She was ordered back into her car when she tried to speak to the officer, and was ordered to close the car door again when she stepped out as he approached. Apparently, she had rolled through a stop sign at her daughter’s school a half kilometre away. The officer asked if she lived in her home even after seeing the address on her driver’s licence and then took her i.d, license, registration, and ownership back to the cruiser for a few moments. He returned to say she was getting off with a warning. Throughout the exchange, she described his tone as alarming. She asked to be ticketed, told the officer of her past experiences with the police and how she did not feel respected, served for protected. “He looked at me, bid me good night and walked away,” she wrote.

We sent her a letter of encouragement:-

February 28, 2018

Marci Ien, The Social,
CTV,
P.O. Box 9, Station ‘O’,
Toronto, ON M4A 2M9

Re: “Driving while black – in Canada”
        Globe and Mail, Monday, February 26, 2018

Dear Ms Ien:

Thank you for taking the time and making the effort to put this on paper. It’s important for people who have a voice to remind us of conditions that regrettably still exist in this country.

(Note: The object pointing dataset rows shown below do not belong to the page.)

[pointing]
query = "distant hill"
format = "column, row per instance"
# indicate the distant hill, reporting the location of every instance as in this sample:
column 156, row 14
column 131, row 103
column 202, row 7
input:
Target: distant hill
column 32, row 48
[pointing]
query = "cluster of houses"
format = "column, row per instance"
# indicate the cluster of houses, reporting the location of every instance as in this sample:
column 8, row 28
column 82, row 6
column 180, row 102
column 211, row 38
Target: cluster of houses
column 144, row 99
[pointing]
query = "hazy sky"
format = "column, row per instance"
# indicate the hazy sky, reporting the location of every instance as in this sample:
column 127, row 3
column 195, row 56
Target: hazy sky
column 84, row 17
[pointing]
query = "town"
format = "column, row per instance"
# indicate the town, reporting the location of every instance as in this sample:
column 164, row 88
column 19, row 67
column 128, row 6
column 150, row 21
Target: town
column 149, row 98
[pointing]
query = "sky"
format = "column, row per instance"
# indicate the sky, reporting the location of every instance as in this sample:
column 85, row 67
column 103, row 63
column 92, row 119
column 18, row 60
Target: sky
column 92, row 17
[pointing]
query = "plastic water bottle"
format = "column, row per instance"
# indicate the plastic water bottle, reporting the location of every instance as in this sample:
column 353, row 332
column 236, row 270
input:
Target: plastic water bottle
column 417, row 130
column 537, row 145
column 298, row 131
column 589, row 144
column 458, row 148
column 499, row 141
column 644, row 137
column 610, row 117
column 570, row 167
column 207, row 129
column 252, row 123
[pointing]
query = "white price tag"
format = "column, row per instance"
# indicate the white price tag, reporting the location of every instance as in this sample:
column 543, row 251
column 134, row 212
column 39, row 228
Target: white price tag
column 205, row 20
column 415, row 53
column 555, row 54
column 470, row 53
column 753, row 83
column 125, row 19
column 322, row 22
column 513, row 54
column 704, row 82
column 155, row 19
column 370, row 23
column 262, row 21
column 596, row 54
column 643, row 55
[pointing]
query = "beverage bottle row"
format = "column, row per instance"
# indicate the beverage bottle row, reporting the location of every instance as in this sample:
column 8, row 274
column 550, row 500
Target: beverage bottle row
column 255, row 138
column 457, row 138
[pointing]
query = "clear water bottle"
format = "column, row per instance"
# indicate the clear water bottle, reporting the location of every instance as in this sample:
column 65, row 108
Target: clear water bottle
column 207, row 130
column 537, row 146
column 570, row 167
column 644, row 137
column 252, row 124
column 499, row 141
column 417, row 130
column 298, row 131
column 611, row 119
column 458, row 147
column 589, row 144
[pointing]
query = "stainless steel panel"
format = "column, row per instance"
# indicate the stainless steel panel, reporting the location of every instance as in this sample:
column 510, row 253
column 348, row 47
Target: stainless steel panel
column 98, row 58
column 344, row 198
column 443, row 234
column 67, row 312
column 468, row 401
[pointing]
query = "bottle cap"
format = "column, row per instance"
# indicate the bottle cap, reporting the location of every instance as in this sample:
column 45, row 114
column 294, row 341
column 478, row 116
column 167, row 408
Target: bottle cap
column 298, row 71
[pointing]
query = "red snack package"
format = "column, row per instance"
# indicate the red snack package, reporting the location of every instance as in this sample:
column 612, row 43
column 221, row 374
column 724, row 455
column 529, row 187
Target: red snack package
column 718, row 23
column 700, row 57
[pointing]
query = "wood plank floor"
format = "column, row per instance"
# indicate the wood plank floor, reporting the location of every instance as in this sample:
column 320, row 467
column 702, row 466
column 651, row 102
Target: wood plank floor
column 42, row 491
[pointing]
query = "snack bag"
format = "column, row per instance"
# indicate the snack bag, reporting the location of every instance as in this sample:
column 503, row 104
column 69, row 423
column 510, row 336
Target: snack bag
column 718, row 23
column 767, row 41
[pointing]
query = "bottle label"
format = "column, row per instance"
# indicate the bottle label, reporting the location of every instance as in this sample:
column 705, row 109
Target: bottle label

You’re not the first person with a high public profile to experience overt racism from our police officers. You’re not the first person with a high public profile to go public with what happened to you, and how it made you feel. But, none of that has seemed to impact for positive change. And, we have a black chief of police. Or, is this because we have a black chief of police?

I do understand your anxiety at the time; still, a public servant trespassed on your property without cause. It’s important to remember two things, at least from the perspective of a white senior citizen like me. First, police college 101 teaches recruits to “get on top”, “stay on top”, be in control. Ergo, be firm in response. You’re really the person in charge. Second, when that police officer got out bed that morning and dressed, your tax dollars paid for his underwear.

Finally, what’s the worst that can happen? Toronto pays for a South Pacific cruise for you and your family.

Keep the conversation going.

Charles H. Klassen

cc Mark Saunders, Chief of Police, Toronto Police Service

The police were quick to react to the article, rejecting her claims of racism. Two senior officers tweeted a justification for the stop, and, along with the chief, claimed the videotape of the incident did not provide the officer with enough light to distinguish the race of the driver. The head of the police union tweeted a reference to a 2005 interview in which Ms Ien showed a cavalier attitude toward the rules of the road.

One important and overriding question which Ms Ien asks is why she wasn’t stopped when the traffic violation occurred, rather than in her driveway a half kilometre later. The question is ignored, but we can be sure the officer in the cruiser was running her plate and knew who she was and where she lived by the time he pulled into her driveway. Why then his questioning?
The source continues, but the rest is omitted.